Um zehn Uhr in der war es so weit. In Begleitung einer belgischen Polizeieskorte fuhr Parmelin mit der Schweizer Delegation vor der EU-Hauptzentrale, dem Brüsseler Berlaymont-Gebäude, vor. Nach der Begrüssung durch Kommissionschefin von der Leyen und dem Austausch einiger Nettigkeiten ging es nach oben in den 13. Stock zum rund eineinhalbstündigen Gespräch, das jeder in seiner Muttersprache führte: er auf Französisch, sie auf Deutsch.
Dabei hat der Schweizer Bundespräsident nach eigenen Angaben durchaus Klartext gesprochen: Es gebe noch immer «erhebliche Differenzen», was die Einschätzung des vorliegenden Abkommenstexts angeht, so der SVP-Bundesrat Parmelin bei einer Pressekonferenz in der Schweizer Botschaft. Zwar wolle die Landesregierung weiter die bilateralen Beziehungen «konsolidieren und weiterentwickeln». Ohne «zufriedenstellende Lösungen» im Bereich des Lohnschutzes, bei den staatlichen Beihilfen und der Unionsbürgerrichtlinie werde der Bundesrat das Rahmenabkommen aber nicht unterschreiben, so Parmelin in aller Deutlichkeit.
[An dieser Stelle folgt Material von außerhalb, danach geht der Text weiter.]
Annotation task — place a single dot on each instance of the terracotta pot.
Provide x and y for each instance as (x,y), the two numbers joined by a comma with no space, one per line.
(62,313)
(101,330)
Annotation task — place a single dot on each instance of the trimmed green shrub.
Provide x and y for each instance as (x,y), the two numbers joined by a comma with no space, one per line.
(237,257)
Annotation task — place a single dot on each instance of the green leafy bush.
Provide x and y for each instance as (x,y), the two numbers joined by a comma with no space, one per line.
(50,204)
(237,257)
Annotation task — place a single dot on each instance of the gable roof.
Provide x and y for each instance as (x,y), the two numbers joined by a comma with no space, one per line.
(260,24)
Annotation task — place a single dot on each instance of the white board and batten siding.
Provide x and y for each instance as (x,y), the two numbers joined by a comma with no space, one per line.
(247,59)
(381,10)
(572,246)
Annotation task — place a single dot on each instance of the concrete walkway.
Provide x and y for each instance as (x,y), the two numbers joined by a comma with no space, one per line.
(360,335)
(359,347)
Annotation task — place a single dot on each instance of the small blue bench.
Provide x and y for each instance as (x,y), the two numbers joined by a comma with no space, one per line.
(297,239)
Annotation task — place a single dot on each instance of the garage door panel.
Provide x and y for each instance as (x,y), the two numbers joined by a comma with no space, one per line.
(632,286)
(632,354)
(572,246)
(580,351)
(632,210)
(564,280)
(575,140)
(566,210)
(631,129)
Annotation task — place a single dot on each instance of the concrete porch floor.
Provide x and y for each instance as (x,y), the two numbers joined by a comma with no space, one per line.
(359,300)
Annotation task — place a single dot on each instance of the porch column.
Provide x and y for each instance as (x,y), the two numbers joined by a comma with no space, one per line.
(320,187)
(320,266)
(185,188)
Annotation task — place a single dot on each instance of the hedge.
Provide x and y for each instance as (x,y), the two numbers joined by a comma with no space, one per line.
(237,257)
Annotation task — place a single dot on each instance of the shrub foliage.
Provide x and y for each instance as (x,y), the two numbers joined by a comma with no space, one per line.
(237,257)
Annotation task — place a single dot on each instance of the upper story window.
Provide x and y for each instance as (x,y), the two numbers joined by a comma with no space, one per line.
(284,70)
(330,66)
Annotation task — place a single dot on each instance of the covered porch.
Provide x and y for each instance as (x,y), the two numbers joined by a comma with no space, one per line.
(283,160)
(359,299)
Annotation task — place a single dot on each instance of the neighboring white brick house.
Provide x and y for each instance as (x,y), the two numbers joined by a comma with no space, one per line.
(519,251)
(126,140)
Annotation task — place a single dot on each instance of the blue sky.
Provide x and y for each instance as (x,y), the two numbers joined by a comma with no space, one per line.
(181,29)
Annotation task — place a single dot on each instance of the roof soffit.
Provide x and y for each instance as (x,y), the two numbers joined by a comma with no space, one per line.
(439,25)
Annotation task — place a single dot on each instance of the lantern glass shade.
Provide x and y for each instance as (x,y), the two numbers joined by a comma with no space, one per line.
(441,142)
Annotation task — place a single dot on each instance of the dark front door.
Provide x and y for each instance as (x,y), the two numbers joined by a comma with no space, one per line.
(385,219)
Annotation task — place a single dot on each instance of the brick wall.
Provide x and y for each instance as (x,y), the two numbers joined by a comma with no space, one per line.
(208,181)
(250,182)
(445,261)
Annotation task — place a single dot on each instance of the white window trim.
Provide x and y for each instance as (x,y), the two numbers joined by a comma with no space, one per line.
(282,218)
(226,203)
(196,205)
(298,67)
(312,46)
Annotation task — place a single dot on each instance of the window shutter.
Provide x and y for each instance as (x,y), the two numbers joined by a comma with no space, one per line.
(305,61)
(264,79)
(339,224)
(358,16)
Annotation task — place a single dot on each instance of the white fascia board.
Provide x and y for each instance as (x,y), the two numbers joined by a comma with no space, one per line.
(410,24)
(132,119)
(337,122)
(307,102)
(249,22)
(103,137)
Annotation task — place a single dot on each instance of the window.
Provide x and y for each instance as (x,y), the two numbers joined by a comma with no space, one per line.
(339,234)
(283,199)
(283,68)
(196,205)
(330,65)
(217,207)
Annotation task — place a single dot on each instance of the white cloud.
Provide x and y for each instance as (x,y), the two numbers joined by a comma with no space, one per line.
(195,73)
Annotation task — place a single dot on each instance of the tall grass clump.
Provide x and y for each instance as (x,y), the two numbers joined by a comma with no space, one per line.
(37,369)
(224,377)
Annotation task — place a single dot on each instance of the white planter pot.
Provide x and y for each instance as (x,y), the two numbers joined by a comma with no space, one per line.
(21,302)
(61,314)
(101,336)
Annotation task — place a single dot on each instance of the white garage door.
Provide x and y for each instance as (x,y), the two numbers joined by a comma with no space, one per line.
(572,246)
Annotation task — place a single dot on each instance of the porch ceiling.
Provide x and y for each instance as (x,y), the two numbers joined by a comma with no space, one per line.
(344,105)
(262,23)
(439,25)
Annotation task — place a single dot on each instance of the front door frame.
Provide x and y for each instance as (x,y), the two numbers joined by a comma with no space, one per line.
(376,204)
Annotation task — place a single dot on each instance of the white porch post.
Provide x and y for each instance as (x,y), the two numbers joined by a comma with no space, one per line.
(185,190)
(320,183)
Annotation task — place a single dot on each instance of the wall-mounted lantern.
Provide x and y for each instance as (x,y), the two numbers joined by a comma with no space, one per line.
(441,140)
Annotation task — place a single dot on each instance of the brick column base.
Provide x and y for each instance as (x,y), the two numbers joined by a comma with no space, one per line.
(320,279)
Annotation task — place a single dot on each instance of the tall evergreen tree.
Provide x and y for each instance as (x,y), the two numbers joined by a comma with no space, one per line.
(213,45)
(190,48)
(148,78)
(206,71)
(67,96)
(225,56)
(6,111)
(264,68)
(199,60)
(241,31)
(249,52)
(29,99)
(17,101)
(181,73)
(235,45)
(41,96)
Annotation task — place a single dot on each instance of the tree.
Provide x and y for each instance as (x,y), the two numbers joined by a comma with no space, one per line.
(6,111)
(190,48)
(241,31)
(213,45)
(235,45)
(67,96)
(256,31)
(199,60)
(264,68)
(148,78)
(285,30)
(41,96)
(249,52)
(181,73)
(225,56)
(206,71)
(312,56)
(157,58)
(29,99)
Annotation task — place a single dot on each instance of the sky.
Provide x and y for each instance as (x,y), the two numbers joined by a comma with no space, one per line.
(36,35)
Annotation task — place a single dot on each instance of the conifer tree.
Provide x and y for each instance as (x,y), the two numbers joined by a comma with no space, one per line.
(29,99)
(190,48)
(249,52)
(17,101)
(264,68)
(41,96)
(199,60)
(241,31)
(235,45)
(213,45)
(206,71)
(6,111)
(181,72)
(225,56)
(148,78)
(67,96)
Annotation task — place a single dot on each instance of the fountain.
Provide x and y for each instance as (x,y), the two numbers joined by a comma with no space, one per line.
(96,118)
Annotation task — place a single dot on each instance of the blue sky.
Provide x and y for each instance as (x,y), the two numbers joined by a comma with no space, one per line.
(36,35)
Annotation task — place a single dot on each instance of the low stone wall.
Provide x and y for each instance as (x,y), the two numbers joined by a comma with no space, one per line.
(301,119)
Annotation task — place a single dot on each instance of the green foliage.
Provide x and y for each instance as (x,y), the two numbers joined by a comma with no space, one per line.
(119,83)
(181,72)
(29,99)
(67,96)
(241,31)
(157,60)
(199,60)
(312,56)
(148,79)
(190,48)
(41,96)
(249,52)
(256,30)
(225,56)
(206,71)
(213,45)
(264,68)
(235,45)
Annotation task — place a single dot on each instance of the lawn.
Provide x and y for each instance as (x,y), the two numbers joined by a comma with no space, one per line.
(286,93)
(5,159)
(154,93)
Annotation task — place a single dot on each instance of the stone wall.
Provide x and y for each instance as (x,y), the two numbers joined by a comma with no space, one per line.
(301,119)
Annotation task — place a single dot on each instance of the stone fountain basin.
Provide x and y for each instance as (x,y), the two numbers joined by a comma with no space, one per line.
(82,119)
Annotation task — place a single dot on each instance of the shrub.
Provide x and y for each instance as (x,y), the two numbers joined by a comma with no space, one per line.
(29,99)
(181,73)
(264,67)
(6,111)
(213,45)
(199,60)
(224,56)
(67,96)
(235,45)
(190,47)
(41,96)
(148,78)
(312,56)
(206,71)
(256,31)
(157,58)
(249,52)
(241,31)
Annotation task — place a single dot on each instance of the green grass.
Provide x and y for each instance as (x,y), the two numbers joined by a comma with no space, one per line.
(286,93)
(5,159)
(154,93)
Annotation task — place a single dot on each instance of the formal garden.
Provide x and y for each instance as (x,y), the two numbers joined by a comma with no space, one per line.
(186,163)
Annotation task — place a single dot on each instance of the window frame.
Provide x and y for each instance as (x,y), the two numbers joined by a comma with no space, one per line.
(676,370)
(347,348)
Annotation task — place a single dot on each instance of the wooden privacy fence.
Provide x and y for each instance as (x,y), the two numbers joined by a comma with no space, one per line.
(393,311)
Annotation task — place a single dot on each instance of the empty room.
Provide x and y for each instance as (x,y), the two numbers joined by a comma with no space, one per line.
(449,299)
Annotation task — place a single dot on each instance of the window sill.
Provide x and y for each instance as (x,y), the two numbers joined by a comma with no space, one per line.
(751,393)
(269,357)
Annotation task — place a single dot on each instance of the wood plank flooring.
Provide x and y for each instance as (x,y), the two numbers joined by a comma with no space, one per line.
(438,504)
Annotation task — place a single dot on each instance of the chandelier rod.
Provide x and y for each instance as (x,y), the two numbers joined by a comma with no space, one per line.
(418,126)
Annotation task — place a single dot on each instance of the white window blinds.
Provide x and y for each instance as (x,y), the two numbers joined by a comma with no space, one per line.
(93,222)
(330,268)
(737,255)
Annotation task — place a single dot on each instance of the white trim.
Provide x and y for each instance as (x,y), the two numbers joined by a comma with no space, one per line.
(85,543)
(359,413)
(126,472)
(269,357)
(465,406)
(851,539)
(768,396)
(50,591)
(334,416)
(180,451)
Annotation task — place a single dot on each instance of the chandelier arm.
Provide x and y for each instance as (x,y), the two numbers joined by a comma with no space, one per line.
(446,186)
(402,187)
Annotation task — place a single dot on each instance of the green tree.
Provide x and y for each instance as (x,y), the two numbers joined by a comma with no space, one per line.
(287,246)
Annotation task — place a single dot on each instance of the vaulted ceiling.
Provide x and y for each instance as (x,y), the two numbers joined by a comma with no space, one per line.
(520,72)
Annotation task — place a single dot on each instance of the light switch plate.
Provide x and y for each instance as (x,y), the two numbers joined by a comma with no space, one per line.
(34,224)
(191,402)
In den sechs Gesprächsrunden der Chefunterhändlerinnen seit Januar hätte die Schweiz «konkrete technische Vorschläge» gemacht, betonte Parmelin. Damit begegnete er explizit auch Behauptungen aus der EU-Zentrale, die Schweiz hätte nie eigene Lösungsansätze aufgezeigt und keinen Willen gezeigt, eine Einigung herbeizuführen. Aber:
«Diese Diskussionen haben nicht den nötigen Fortschritt gebracht.»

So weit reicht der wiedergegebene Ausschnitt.